I spent Saturday afternoon up at the Gourmet Insitute. I went to Sam Mason's demo expecting to see pastry pyrotechnics, but instead was treated to a first taste of the menu for his new spot opening in Soho. For those playing along at home, Sam was most recently the pastry chef at WD-50, and is readying his first solo venture. Said venture, to be housed at 525 Broome Street at Thompson, is not yet named, but will be open from 6PM to 3AM. There are 50 seats, plus a cocktail lounge downstairs. Said venture is also running a month or two behind schedule and will open in 2007, January or February at this point.
The menu will be 70% sweet and 30% savory, with eight savory plates, eight sweet plates, and 3/4/5-course dessert tasting menus. But Sam's intent on blurring the lines between dinner and dessert. He mentioned a foie gras cupcake made with duck fat and duck butter cream as an appetizer and savory cotton candy. There will also be a 7-course tasting menu for $70, with the first iteration to be focused on chocolate. Sam explained that he wants the transition from savory to sweet to be imperceptible in the meal, moving from one to the next seamlessly -- similar, perhaps, to Jordi Burton's Espai Sucre in Barcelona. .
Saturday afternoon, Sam and his salty conspirator, Mr. Fran Derby, cooked up two dishes from the savory part of the menu. First was a pekin duck and eel terrine served warm with a chocolate consommé, garnished with homemade pickled cherry and fresh marjoram.

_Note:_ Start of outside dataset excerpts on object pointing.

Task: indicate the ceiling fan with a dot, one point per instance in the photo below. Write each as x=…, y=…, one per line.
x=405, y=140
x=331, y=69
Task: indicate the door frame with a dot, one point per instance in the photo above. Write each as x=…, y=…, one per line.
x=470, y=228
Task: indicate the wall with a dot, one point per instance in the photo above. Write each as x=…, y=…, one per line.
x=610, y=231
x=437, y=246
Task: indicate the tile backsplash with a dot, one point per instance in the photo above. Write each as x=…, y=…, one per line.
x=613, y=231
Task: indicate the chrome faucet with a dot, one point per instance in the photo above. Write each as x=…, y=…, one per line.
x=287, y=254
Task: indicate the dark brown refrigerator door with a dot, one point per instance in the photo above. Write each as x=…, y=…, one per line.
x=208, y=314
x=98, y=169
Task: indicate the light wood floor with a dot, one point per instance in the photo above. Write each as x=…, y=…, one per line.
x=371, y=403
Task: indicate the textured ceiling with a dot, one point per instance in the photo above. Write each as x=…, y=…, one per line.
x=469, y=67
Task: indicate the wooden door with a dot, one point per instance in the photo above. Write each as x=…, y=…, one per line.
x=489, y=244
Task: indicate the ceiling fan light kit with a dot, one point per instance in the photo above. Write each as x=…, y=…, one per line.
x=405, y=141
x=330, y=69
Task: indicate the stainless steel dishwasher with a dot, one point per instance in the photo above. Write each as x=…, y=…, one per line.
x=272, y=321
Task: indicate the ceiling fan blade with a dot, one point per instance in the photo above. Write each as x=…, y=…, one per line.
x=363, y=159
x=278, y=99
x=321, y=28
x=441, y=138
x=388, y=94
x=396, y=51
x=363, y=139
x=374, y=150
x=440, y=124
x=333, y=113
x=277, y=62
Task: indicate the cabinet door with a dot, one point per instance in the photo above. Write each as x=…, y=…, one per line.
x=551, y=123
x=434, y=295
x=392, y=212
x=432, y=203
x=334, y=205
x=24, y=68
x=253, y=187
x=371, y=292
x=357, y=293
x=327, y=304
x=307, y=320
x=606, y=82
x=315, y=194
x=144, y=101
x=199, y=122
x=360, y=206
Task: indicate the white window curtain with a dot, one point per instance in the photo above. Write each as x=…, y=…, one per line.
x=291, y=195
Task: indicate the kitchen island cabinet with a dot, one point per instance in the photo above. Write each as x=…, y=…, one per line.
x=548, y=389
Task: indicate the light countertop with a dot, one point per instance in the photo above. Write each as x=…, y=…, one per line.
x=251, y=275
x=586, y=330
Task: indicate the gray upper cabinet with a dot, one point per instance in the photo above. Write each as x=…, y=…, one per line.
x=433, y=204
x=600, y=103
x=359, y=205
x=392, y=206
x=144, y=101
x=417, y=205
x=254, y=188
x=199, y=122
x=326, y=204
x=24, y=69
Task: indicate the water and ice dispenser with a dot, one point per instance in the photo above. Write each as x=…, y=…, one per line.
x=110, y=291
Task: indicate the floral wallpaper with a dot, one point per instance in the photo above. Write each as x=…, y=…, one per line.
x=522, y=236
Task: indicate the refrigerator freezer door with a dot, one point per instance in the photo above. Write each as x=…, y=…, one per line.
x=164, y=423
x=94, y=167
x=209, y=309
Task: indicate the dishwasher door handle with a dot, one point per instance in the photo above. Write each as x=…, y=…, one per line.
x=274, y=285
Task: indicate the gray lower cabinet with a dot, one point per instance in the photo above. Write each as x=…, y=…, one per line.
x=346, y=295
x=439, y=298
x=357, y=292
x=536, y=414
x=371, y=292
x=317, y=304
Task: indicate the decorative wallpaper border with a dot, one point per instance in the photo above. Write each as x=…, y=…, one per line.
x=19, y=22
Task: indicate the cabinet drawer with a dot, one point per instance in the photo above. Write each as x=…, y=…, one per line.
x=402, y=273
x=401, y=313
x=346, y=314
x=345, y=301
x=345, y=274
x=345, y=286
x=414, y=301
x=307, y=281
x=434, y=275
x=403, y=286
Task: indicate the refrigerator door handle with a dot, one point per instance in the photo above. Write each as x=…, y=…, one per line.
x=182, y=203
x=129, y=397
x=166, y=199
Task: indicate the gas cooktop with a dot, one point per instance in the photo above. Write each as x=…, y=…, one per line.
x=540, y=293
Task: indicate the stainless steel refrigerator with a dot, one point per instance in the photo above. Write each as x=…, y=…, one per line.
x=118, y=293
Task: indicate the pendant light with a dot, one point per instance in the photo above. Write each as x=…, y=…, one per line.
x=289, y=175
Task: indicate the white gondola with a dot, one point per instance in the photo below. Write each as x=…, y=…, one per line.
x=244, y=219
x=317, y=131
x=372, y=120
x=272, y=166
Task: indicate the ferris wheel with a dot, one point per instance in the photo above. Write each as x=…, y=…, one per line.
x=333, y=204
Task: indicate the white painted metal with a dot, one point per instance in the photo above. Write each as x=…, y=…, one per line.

Next came pork belly with whiskey braised artichoke, white miso butterscotch, green apple and chervil. Perhaps it sounds strange, but they were both quite good. Full range of flavors, nice textural combinations – and neither too sweet nor too salty.
If you're skeptical of sweet food – and are shaking your head with a 'tsk tsk what is he thinking?' consider this. Sweet savories have been around for centuries. Recall all the classic combinations: lamb and mint jelly, pork chops and apple sauce, foie gras and figs, prosciutto and melon, chocolate mole sauce. You already like them.
If there's been one common trait I've found in most of the "new" (Adrià has recently rejected "molecular gastronomy" as a label) food from European avant-gardists, it's been sugar in the savory courses--and that's sugar, not fruit--as in egg yolk encased in crisp caramel. Several years ago at my one meal at Heston Blumenthal's The Fat Duck, sweetness increased with each course. A main course of sweetbreads was coated with a sweet batter that could have easily been reserved for a spicy dessert. In fact, the desserts took a step back in terms of sweetness. One problem that I've not resolved, is the choice of wine with this kind of food. That's gist for another topic
Posted by: Bux | October 24, 2006 at 10:17 AM
The wine question is a good one Bux. Perhaps we can get Sam to give us his two cents.